Objective 7: Pull Sales Data Since Then to Show How Well Each Product Cross-Sells From the Others
Note: The fourth product was made available as a primary product on December 5th, 2014 (it was only available as a cross sell product before then)
CREATE VIEW cross_sell
AS
SELECT
orders.order_id,
orders.primary_product_id,
order_items.product_id,
DATE(orders.created_at)
FROM orders
LEFT JOIN order_items
ON orders.order_id = order_items.order_id
AND order_items.is_primary_item = 0
WHERE orders.created_at >= '2014-12-05';
Here is a preview of what this view gives:
order_id | primary_product_id | product_id | date |
---|---|---|---|
25044 | 1 | NA | 2014-12-05 |
25045 | 2 | 4 | 2014-12-05 |
25046 | 1 | NA | 2014-12-05 |
25047 | 1 | 4 | 2014-12-05 |
25048 | 1 | 4 | 2014-12-05 |
25049 | 1 | NA | 2014-12-05 |
25050 | 1 | 2 | 2014-12-05 |
25051 | 1 | NA | 2014-12-05 |
25052 | 1 | 4 | 2014-12-05 |
25053 | 1 | NA | 2014-12-05 |
25054 | 2 | 4 | 2014-12-05 |
25055 | 1 | 2 | 2014-12-05 |
25056 | 2 | NA | 2014-12-05 |
25057 | 3 | NA | 2014-12-05 |
25058 | 1 | 2 | 2014-12-05 |
25059 | 1 | NA | 2014-12-05 |
25060 | 1 | 4 | 2014-12-05 |
25061 | 1 | 4 | 2014-12-05 |
25062 | 1 | 2 | 2014-12-05 |
25063 | 3 | NA | 2014-12-05 |
25064 | 1 | 3 | 2014-12-05 |
25065 | 1 | 3 | 2014-12-05 |
25066 | 1 | 4 | 2014-12-05 |
25067 | 1 | 3 | 2014-12-05 |
25068 | 2 | NA | 2014-12-05 |
25069 | 2 | NA | 2014-12-05 |
25070 | 1 | NA | 2014-12-05 |
25071 | 1 | NA | 2014-12-05 |
25072 | 1 | NA | 2014-12-05 |
25073 | 1 | NA | 2014-12-05 |
Notice we have information on the other item that was sold as part of this order.
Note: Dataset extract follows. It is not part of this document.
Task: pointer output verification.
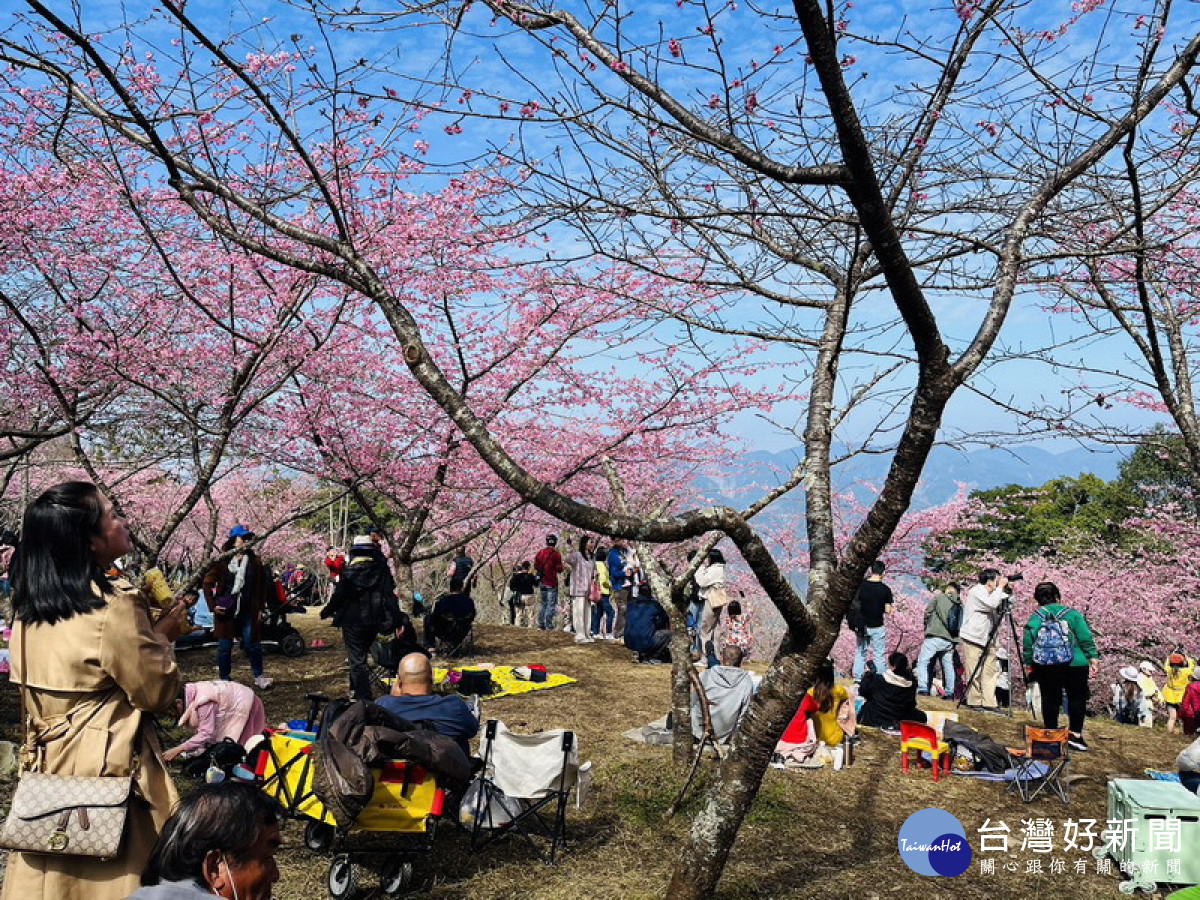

How can we visualize this a little better to get a grasp on how each product cross sells with each other?
SELECT
primary_product_id,
COUNT(primary_product_id) AS as_primary_product,
COUNT(CASE WHEN product_id = 1 THEN order_id ELSE NULL END) AS X_prod_1,
COUNT(CASE WHEN product_id = 2 THEN order_id ELSE NULL END) AS X_prod_2,
COUNT(CASE WHEN product_id = 3 THEN order_id ELSE NULL END) AS X_prod_3,
COUNT(CASE WHEN product_id = 4 THEN order_id ELSE NULL END) AS X_prod_4,
COUNT(CASE WHEN product_id = 1 THEN order_id ELSE NULL END)/COUNT(primary_product_id) AS X_prod_1_rt,
COUNT(CASE WHEN product_id = 2 THEN order_id ELSE NULL END)/COUNT(primary_product_id) AS X_prod_2_rt,
COUNT(CASE WHEN product_id = 3 THEN order_id ELSE NULL END)/COUNT(primary_product_id) AS X_prod_3_rt,
COUNT(CASE WHEN product_id = 4 THEN order_id ELSE NULL END)/COUNT(primary_product_id) AS X_prod_4_rt
FROM cross_sell
GROUP BY 1
ORDER BY primary_product_id ASC;
primary_product_id | as_primary_product | X_prod_1 | X_prod_2 | X_prod_3 | X_prod_4 | X_prod_1_rt | X_prod_2_rt | X_prod_3_rt | X_prod_4_rt |
---|---|---|---|---|---|---|---|---|---|
1 | 4479 | 0 | 241 | 553 | 936 | 0.0000 | 0.0538 | 0.1235 | 0.2090 |
2 | 1280 | 25 | 0 | 40 | 262 | 0.0195 | 0.0000 | 0.0313 | 0.2047 |
3 | 930 | 84 | 40 | 0 | 208 | 0.0903 | 0.0430 | 0.0000 | 0.2237 |
4 | 581 | 16 | 9 | 22 | 0 | 0.0275 | 0.0155 | 0.0379 | 0.0000 |
Here is some really interesting advanced data analytics! We have created cross sell analysis matrices to see how the products perform as cross sell options relative to a primary product, both by volume and by rate. All products cross sell product 4 the best, getting over 20% of users to add on the product to their order. Product 4, since it obviously cannot cross sell with itself, doesn’t cross sell particularly well with any product with product three being the highest rate at about 3.8%.